K8s Cost Optimizer — K8s Cost 优化器
v1.0.0Find and rank Kubernetes cost-saving opportunities from kubectl, 指标-server, kube-状态-指标, and cloud billing. Identifies overprovisioned CPU/memory 请求s and limits, idle namespaces and workloads, oversized PersistentVolumes, unused LoadBalancer 服务s, expensive node types, missing HorizontalPodAuto扩展rs, and clusters that haven't adopted spot/preemptible/Graviton nodes. 输出s a ranked 列出 of recommendations with $/month savings estimates and ready-to-应用ly YAML 补丁es. Covers EKS, GKE, and AKS specifics including instance pricing, savings plans, committed-use discounts, and reservation strategies. Use when asked to cut a Kubernetes cloud bill, right-size workloads, plan a spot 迁移, build a FinOps 报告, or 调优 HPA 设置tings. Triggers on "kubernetes cost", "k8s cost", "eks cost", "gke cost", "aks cost", "right-size", "rightsize", "kubecost", "opencost", "vpa", "hpa", "spot instances", "preemptible", "savings plan", "node pool", "pod 请求s", "finops".
运行时依赖
安装命令
点击复制技能文档
Kubernetes Cost 优化器
审计 a Kubernetes cluster (or fleet) and produce a ranked 列出 of cost-saving actions with concrete dollar estimates. Looks at 请求s/limits vs actual usage, idle workloads, expensive node types, missing autoscaling, public LBs, oversized PVs, and unused capacity. Acts as a senior FinOps engineer who has cut six- and seven-figure cloud bills without breaking workloads.
Usage
Invoke this 技能 when a Kubernetes bill is too high, when a quarterly FinOps review is due, or when leadership has asked for "30% off the cloud."
Basic invocation:
审计 my EKS cluster for cost savings Cut my GKE bill — here's kubectl top + node 列出 What's the highest-ROI optimization I can ship this week?
With 上下文:
Here's 指标-server data for 30 days, the node 列出, and the AWS bill I have 14 namespaces — which ones are idle? We're 100% on-demand m5 nodes — what's the spot 迁移 plan?

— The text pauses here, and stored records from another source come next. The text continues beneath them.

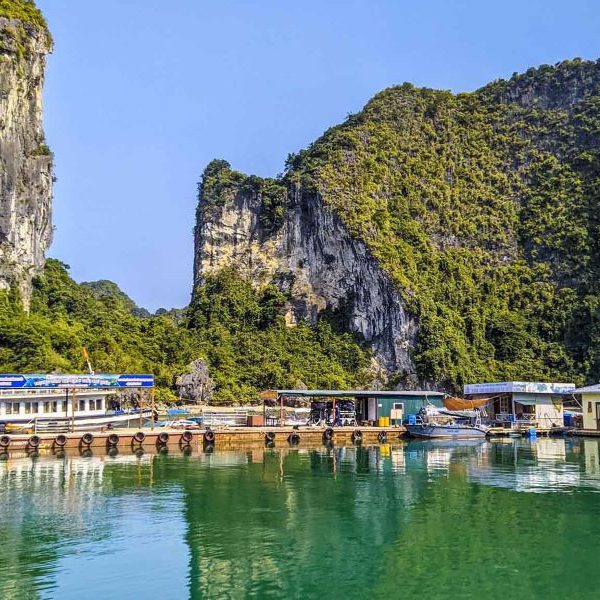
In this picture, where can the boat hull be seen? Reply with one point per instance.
(445, 432)
(79, 423)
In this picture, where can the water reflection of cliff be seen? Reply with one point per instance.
(301, 523)
(285, 514)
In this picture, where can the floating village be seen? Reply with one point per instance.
(112, 412)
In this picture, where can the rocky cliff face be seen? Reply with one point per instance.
(308, 253)
(25, 161)
(457, 234)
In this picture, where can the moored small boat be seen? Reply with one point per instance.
(433, 423)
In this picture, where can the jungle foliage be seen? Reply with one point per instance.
(484, 208)
(238, 330)
(25, 11)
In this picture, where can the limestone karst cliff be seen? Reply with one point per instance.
(293, 239)
(457, 235)
(25, 161)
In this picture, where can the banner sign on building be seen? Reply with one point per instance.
(101, 380)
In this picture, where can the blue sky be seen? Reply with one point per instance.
(142, 94)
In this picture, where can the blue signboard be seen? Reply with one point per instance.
(101, 380)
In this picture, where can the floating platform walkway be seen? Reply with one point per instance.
(215, 438)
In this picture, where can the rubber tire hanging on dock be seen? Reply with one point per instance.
(357, 436)
(139, 437)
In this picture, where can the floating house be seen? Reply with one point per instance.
(521, 404)
(371, 405)
(590, 402)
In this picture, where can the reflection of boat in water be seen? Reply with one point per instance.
(432, 423)
(24, 410)
(450, 443)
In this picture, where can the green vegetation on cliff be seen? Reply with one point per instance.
(483, 208)
(25, 11)
(239, 331)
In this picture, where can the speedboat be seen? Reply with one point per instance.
(432, 423)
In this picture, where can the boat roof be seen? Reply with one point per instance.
(590, 389)
(522, 387)
(359, 393)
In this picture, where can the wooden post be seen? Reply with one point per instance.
(512, 398)
(73, 400)
(152, 409)
(281, 412)
(140, 407)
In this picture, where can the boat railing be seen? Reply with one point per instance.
(52, 426)
(238, 417)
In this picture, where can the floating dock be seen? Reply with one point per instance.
(215, 438)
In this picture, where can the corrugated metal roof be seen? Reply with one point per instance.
(359, 393)
(523, 387)
(590, 389)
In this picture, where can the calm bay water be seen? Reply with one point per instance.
(506, 519)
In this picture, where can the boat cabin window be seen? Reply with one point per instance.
(96, 404)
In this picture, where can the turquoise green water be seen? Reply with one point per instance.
(506, 519)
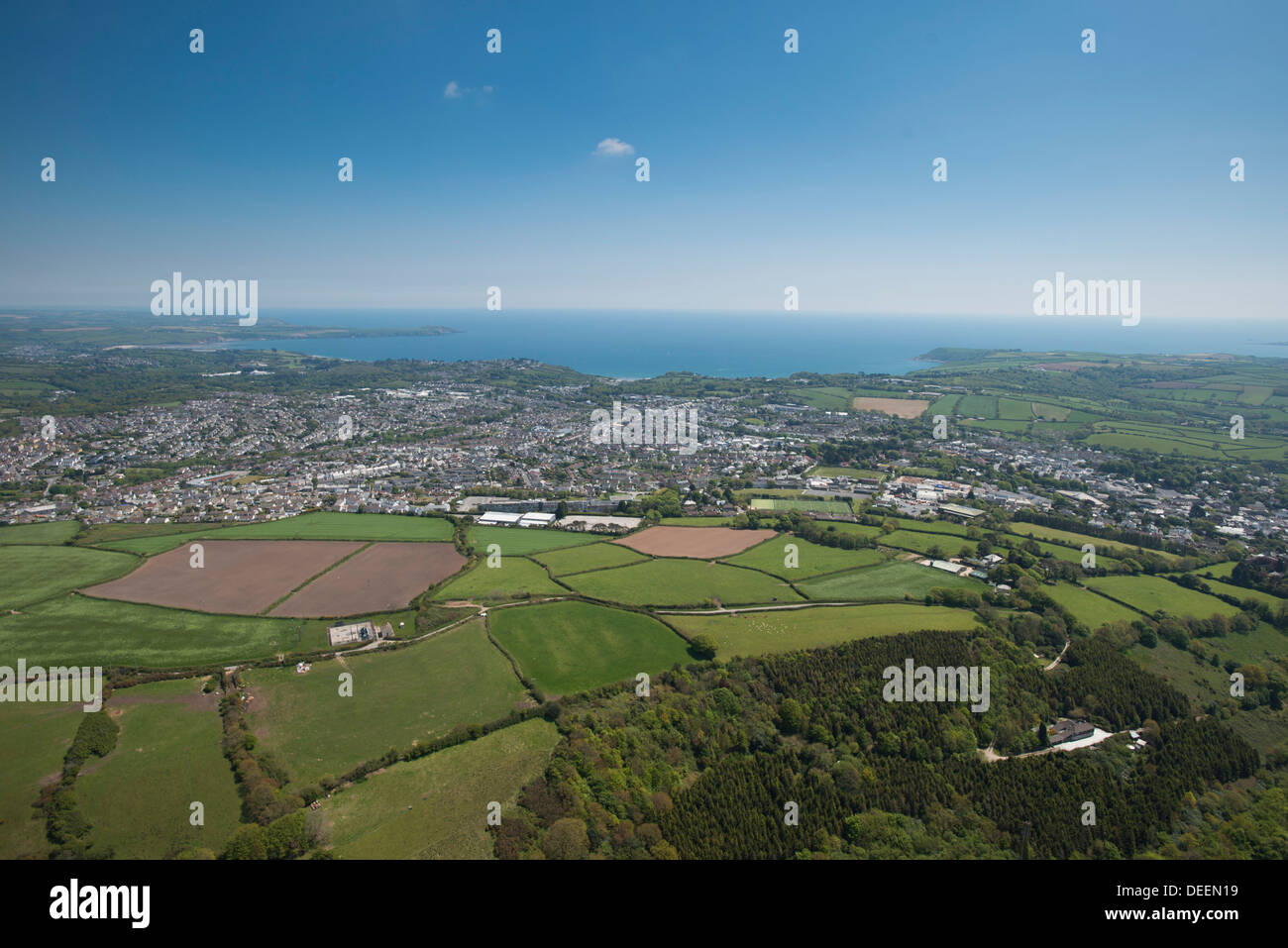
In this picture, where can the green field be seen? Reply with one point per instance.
(33, 574)
(52, 532)
(923, 543)
(811, 559)
(34, 738)
(516, 578)
(78, 630)
(682, 582)
(784, 630)
(893, 579)
(398, 697)
(327, 526)
(520, 541)
(1090, 608)
(167, 755)
(570, 647)
(579, 559)
(1150, 592)
(436, 807)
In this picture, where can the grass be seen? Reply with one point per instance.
(34, 738)
(520, 541)
(330, 526)
(516, 578)
(167, 755)
(571, 647)
(682, 582)
(893, 579)
(33, 574)
(78, 630)
(811, 558)
(1151, 594)
(52, 532)
(579, 559)
(436, 807)
(398, 697)
(1087, 607)
(784, 630)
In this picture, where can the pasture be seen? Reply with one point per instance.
(682, 582)
(167, 755)
(407, 694)
(785, 630)
(571, 647)
(436, 806)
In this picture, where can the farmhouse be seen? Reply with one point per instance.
(357, 631)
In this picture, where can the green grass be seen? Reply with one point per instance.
(923, 543)
(681, 582)
(570, 647)
(329, 526)
(516, 578)
(413, 693)
(784, 630)
(33, 574)
(811, 558)
(167, 755)
(1151, 592)
(436, 807)
(80, 630)
(52, 532)
(34, 738)
(580, 559)
(1090, 608)
(520, 541)
(893, 579)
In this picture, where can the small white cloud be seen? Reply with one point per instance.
(613, 149)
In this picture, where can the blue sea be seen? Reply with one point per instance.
(638, 344)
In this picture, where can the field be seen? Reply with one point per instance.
(514, 579)
(695, 543)
(53, 532)
(241, 578)
(520, 541)
(832, 507)
(1149, 594)
(1087, 607)
(811, 558)
(33, 574)
(33, 742)
(167, 755)
(436, 807)
(327, 526)
(384, 576)
(570, 647)
(784, 630)
(579, 559)
(900, 407)
(885, 581)
(76, 630)
(398, 697)
(682, 582)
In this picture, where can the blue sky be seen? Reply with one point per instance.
(767, 168)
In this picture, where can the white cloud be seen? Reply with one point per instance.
(613, 147)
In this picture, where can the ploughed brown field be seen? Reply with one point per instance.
(381, 578)
(698, 543)
(240, 576)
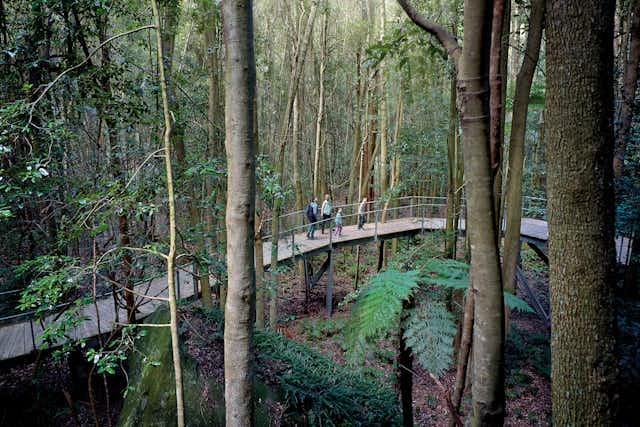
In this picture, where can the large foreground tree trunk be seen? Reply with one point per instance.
(629, 85)
(488, 332)
(472, 65)
(240, 82)
(581, 211)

The 代理 produces a ranked recommendation 列出 (highest $/month savings first), per-recommendation YAML 补丁es or commands, and a four-week implementation plan that respects production safety.
How It Works Step 1: Data Collection
Cost optimization without data is guesswork. The 代理 collects from four sources and joins them:
Source What It Provides How To Pull kubectl + 指标-server Real CPU/memory usage per pod, per node kubectl top pods -A, kubectl top nodes kube-状态-指标 / Prometheus 请求s, limits, replicas, 部署ment-level 历史 PromQL: kube_pod_contAIner_resource_请求s, 30-day window Cloud billing $/node-hour, instance type, region, sustAIned-use AWS Cost 资源管理器, GCP billing 导出, Azure Cost Management Cluster object inventory Namespaces, 服务s, PVCs, ingress, jobs, cronjobs kubectl 获取 all,pvc,svc -A -o json
Data window matters. The 代理 prefers 30 days; 7 days for fast-moving clusters; 90 days for capacity planning. Anything under 7 days is too short — diurnal and weekly patterns dominate the noise.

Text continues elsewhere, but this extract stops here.